UK Pay Growth Slows Amid Record Employment
Britain’s employment level set a fresh record in the three months to May and unemployment was unchanged, yet pay growth eased to its lowest in six months, figures from the Office for National Statistics showed Tuesday.
The number of employment was a record high 32.399 million in the March to May period, rising by 137,000 from the previous three months. Economists had forecast employment growth of 115,000.
The employment rate rose to a record 75.7 percent from 75.6 percent in the three months to April period.
The unemployment rate remained at 4.2 percent, which was the joint lowest since 1975. The figure matched economists’ expectations.
Average weekly earnings including bonus, or total pay, grew 2.5 percent year-on-year in the three months to May, which was slower than the 2.6 percent in the previous three months.
Pay growth was in line with economists’ predictions and was the weakest since the three months to November, when earnings rose at the same pace.
Excluding bonus, average weekly earnings increased 2.7 percent, a tad slower than the 2.8 percent rise in the previous three-month period, but matched economists’ expectations.
ING Bank economist James Smith expects the Bank of England to hike the interest rate in August and hold it unchanged until May next year.
“Despite a slip in UK wage growth, we suspect the Bank of England will remain comfortable with the overall trend,” Smith said.
“If Brexit uncertainty picks up as time starts to run out, we think the Bank could have a tricky time hiking rates later this year,” the economist added.

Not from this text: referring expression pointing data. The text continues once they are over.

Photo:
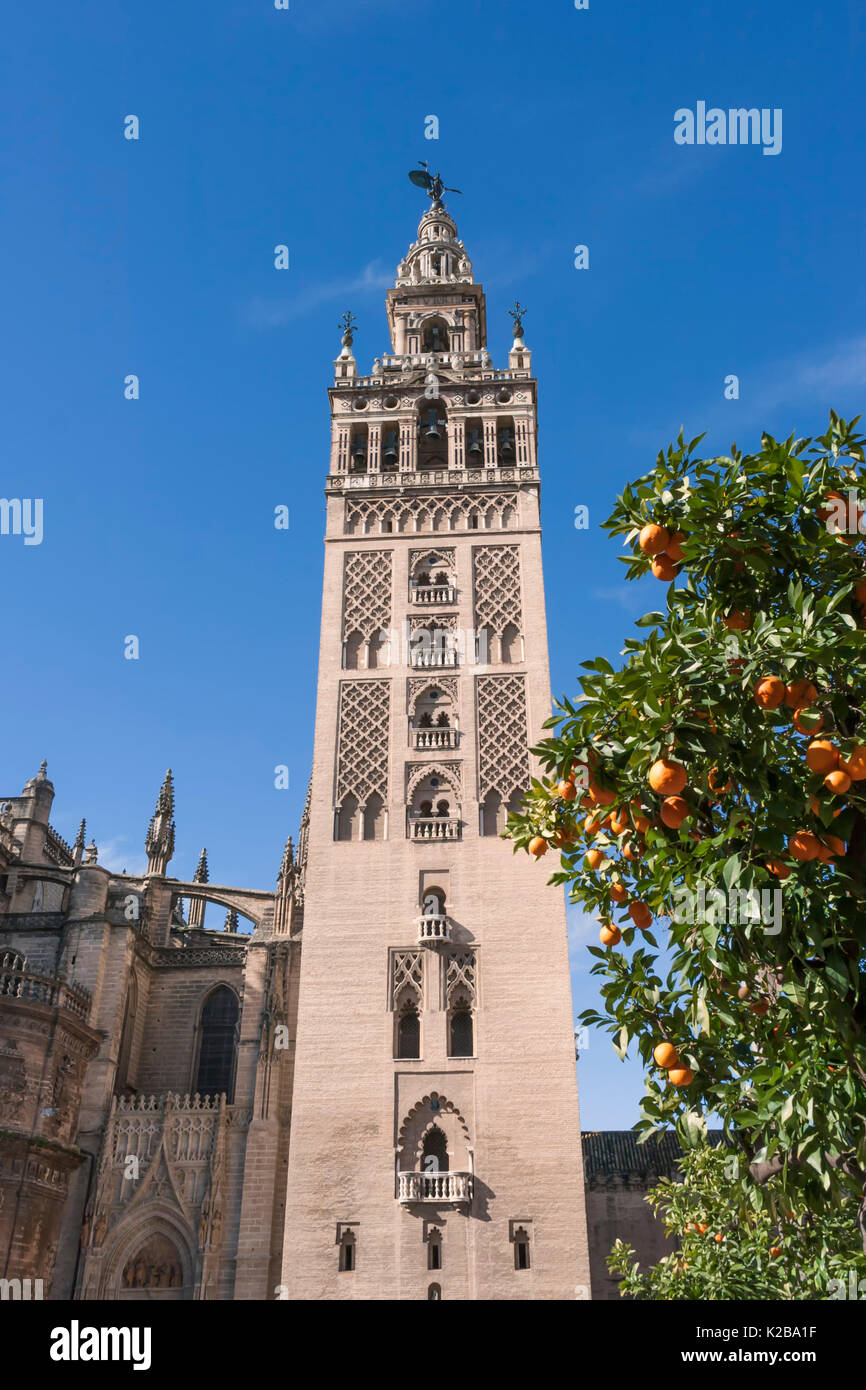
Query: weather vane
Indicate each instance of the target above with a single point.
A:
(517, 314)
(433, 182)
(348, 324)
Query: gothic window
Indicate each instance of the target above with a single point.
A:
(434, 1248)
(348, 1250)
(353, 649)
(409, 1034)
(217, 1043)
(374, 818)
(434, 1151)
(521, 1248)
(346, 818)
(460, 1033)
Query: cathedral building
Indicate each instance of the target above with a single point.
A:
(369, 1090)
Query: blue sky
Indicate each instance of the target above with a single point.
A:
(263, 127)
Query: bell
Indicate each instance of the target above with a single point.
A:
(433, 428)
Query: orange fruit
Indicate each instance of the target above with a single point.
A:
(802, 845)
(666, 1055)
(712, 784)
(855, 765)
(654, 538)
(808, 720)
(641, 915)
(667, 777)
(837, 781)
(674, 546)
(769, 692)
(599, 795)
(738, 620)
(799, 692)
(681, 1076)
(663, 567)
(822, 755)
(674, 811)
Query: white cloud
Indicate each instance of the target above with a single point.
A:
(273, 313)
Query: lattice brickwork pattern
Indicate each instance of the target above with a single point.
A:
(362, 749)
(503, 759)
(407, 975)
(460, 977)
(366, 516)
(498, 587)
(367, 592)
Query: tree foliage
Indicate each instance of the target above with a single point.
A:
(784, 1065)
(737, 1240)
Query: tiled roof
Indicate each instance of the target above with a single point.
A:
(617, 1153)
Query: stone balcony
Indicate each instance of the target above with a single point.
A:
(434, 827)
(433, 658)
(433, 927)
(434, 738)
(430, 594)
(455, 1189)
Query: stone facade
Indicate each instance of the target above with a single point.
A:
(392, 1114)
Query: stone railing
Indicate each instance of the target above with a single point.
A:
(435, 1187)
(437, 655)
(434, 827)
(434, 929)
(434, 594)
(45, 988)
(438, 477)
(435, 737)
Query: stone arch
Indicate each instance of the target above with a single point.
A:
(146, 1223)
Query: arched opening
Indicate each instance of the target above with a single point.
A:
(409, 1034)
(434, 1151)
(374, 818)
(460, 1034)
(346, 818)
(217, 1044)
(491, 813)
(352, 648)
(510, 645)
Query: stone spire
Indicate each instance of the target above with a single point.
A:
(160, 831)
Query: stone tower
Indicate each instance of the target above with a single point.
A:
(435, 1141)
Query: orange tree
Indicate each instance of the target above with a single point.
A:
(709, 797)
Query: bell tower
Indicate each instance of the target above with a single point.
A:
(435, 1140)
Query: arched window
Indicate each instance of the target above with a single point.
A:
(409, 1034)
(460, 1040)
(218, 1034)
(374, 818)
(434, 1151)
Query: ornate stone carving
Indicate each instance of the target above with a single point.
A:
(367, 592)
(362, 754)
(498, 587)
(503, 761)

A no-deal Brexit would be a “material event” for interest rates as it would have “big economic consequences” for the UK, Bank of England Governor Mark Carney said at a parliamentary hearing on Tuesday.
In its latest macroeconomic projections, the International Monetary Fund lowered the UK growth forecast for this year to 1.4 percent from 1.6 percent. The lender sees growth at 1.5 percent next year.